Control of evacuation from a nervous system is exercised at the expense of an efferent innervation by fibers of a vagus nerve (promoting effect) and sympathetic nerves (the braking action). Also participation in the mechanism of evacuation and dopaminergic specific brake mechanisms is supposed. In a middle part of a body of a stomach on big curvature the pacemaker of gastric reductions is located. It develops the rare potentials (3 — 4 in min.) extending distally. The pacemaker regulates the frequency and speed of reductions of distal part of a stomach which are generated independently (see fig. 1).
Motility of a stomach on an empty stomach differs from motility of a full stomach in existence of the motor complexes extending from a stomach to an ileal gut. Each of them consists of four phases. Activity of the III phase which proceeds 5 — 15 min. is equal to 3 reductions a minute which push the particles which remained undigested through open the gatekeeper. These motor complexes are called "janitors" of a digestive tract.
Disturbances of motility of antral department lead to delay of evacuation of a solid phase of food while liquid evacuation generally does not suffer as the gradient remains
pressure between a stomach and a duodenum. Theoretically disturbances of motility of proximal department of a stomach have to cause a delay of both a liquid, and solid phase as the pressure gradient causing passing through the gatekeeper of the semi-fluid chyme processed in a stomach decreases. Nevertheless clinically isolated disturbances of evacuation of liquid food did not manage to be established though staz firm food owing to the isolated disturbances of motility of antral part of a stomach it is well-known. Nevertheless the combined disturbances of evacuation of liquid and firm food are observed, usually at serious or advanced diseases, for example at diabetic paresis of a stomach. On the other hand, cases of the accelerated evacuation of liquid food ("dumping") in combination with delay of evacuation of firm food are known, for example, at a gastrostaza after partial resections of a stomach with an anastomosis according to Billroth-I or Billroth of II.

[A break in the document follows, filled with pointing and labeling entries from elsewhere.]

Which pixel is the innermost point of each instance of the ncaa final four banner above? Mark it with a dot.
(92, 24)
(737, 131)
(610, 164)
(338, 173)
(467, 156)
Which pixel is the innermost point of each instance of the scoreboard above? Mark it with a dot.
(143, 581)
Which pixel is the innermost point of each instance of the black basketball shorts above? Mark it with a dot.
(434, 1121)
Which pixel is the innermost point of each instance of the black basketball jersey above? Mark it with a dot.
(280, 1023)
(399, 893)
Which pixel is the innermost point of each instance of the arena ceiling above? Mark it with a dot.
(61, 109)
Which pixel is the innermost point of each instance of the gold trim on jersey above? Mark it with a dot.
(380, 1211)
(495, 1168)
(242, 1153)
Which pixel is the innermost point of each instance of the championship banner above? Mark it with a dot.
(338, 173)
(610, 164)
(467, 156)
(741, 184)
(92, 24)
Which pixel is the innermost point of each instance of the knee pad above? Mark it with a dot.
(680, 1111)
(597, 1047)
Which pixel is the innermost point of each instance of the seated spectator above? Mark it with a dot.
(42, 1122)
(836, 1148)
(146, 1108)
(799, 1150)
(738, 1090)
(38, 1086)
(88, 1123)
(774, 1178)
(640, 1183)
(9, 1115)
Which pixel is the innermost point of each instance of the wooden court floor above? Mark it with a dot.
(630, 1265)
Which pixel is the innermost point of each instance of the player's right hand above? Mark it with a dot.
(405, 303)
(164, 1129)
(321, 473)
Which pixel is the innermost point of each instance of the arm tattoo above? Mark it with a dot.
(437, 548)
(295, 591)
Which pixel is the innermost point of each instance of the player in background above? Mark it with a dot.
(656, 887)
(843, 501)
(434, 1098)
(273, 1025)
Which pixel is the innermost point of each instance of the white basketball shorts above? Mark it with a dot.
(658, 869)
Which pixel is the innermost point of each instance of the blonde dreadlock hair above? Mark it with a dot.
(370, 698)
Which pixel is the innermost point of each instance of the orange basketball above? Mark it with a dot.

Symptomatology of a gastrostaz
The syndrome of a gastrostaz is usually shown by characteristic combinations of symptoms. Sometimes the patient can point only to one or two signs disturbing him. Most often there are complaints to nausea and vomiting. Some patients with the broken evakuatorny function complain only of an eructation and feeling of overflow after food that is caused probably by accumulation of food in the stretched stomach. Anorexia and early the coming feeling of saturation usually are connected with constitutional features, but in combination with the symptoms stated above can be a sign of a gastrostaz. Abdominal pains are observed sometimes at a gastrostaza, and probably too are connected with stretching, but their emergence has to guard the doctor and induce it to searches of anatomic disturbances in a stomach or in surrounding bodies which can be the cause of a gastrostaz. Treat such disturbances: stomach ulcer, the penetrating ulcer of a back wall of a duodenum, a carcinoma of the stomach, indurative (pancreatitis, diseases of bilious ways, the "angry" stomach, perhaps, caused by gastritis or a viral infection, and also a pancreatic cancer.
Clinical examination can not reveal pathologies or find only protrusion in epigastriums or overflow of a stomach. The capotement characteristic of obstruction of an exit from a stomach, can be found at a gastrostaza, especially, if there is a considerable delay of evacuation of liquid. Perhaps, though it is rare, detection of morbidity at a palpation in epigastriums. Sometimes at endoscopy or at roentgenoscopy the bezoar which can indicate an evacuation delay is found.